Unity is THE game engine to learn to create games. Although it has advanced features and rendering, it really is designed for the new and intermediate user. The Unreal game engine is probably superior in visual presentation, but it’s much, much harder to learn. The combination of ease of use, simple user interface, and intuitive workflows, not to mention the fact that Unity is free, makes it a superior game-creation tool.
What I Didn't Learn in 12 Weeks with Unity
Of course, I’m excited to have even a beginner’s level of proficiency with Unity, I’m far from being able to create my own game. Scripting is a big aspect of game-creation and I learned very little. My friend, M dot Strange, is a scripting genius and he has encouraged me to bite the bullet and learn to script. Still, I’m apprehensive as it’s simply not very easy.
I also didn’t learn much about combining levels to create a complete game. The 3D Essentials course used a single level to teach Unity basics. But a game is more than one level. How do you combine these into a full game? And what about menu screens and player-interaction graphics. There are a lot of tools in the Unity assets store that helps with this even to the point of giving you pre-made graphics and menus. But i like originality in a game and would probably want to make my own.
I didn’t learn anything about the philosophy of game creation. How do you take an idea and translate it into game actions and interactions? This is a question that is as important as any component of the game. If the player has little interest in what you’ve created because it’s either boring or too simple, then all the best visuals and models in the world won’t make a difference.

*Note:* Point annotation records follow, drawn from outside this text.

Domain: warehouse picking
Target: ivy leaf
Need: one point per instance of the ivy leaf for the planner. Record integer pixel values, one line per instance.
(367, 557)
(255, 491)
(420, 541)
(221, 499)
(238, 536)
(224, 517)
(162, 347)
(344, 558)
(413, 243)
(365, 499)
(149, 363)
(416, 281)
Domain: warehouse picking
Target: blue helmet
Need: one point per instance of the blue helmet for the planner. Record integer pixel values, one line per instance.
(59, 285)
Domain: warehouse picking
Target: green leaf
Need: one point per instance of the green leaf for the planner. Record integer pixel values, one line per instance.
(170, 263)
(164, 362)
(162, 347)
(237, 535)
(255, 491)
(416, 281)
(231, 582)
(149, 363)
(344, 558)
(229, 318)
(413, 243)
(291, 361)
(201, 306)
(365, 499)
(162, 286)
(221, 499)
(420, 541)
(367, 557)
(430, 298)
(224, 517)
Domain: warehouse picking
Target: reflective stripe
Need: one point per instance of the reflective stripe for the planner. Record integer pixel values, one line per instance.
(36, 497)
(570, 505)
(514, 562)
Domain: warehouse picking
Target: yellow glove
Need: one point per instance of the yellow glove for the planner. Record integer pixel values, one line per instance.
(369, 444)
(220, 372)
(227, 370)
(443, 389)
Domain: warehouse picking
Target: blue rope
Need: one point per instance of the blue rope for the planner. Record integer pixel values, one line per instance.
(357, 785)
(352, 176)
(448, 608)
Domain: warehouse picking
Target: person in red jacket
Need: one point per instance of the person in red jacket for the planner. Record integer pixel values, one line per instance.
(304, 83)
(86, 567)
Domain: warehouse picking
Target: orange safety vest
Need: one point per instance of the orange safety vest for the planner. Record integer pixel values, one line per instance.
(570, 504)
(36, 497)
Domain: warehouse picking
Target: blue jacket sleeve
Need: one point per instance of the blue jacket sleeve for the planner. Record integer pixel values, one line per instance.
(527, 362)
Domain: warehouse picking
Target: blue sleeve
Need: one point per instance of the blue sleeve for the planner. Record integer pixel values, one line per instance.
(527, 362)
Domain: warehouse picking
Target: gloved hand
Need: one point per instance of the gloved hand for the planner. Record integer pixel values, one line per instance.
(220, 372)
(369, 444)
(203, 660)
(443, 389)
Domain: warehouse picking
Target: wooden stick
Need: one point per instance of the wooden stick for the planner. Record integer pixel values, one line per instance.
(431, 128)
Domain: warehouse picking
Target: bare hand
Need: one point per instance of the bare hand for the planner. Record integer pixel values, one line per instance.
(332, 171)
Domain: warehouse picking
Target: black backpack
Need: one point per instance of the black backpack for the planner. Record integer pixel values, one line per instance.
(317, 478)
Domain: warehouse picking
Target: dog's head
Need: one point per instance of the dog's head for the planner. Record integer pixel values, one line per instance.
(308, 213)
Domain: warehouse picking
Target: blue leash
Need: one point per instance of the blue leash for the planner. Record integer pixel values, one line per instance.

It’s clear I have a lot to learn about creating games in Unity. And I don’t criticize the 3D Essentials course for not covering all the things I didn’t learn. After all, it’s an “essentials” course. Lynda.com(and Unity itself) have many other advanced courses covering just those subjects I mentioned above.
So, I’m both excited and frustrated after 12 weeks. On one hand, I love the idea of creating scenes to play and I have the skills to design them anyway my imagination takes me. On the other hand, any hope of creating a playable game for others is a distant possibility. Too many other aspects of Unity are still unknown to me.
However, because Unity is so user-friendly and the community is so strong and supportive, I think that I’ll make faster progress than I imagine. Plus, examples of great indie-games made with Unity are abundant. I can learn from them and with more training and practice perhaps create a short game that is interesting.
Note: after I finished this post, I discovered the Unity 3D game kit which is free and provides amazing content for users to create their own 3D game without code! Here's the trailer:
I want to thank Craig Barr for his excellent tutoring in the Unity 3D Essentials course at Lynda.com. M dot Strange gave good advice on Unity scripting and general Unity creation techniques: my thanks to him (he’s an inspiration). Be sure to check out some of his bizarre games made with Unity at this link.
I never got a chance to cover Unity artists and game creators. I’m sorry for that, but time was too short for me. The Unity website has a great section called “Made with Unity” where you can see some of the great games that have been made with Unity. If you haven’t played “Inside” you absolutely must. It’s that good.
Unity Connect is also a great site (part of the Unity website) where you can find support, share a level, discover Unity artists and see Unity games in development.
And finally, I want to thank Unity for creating such a great free tool to create games with. You guys are awesome!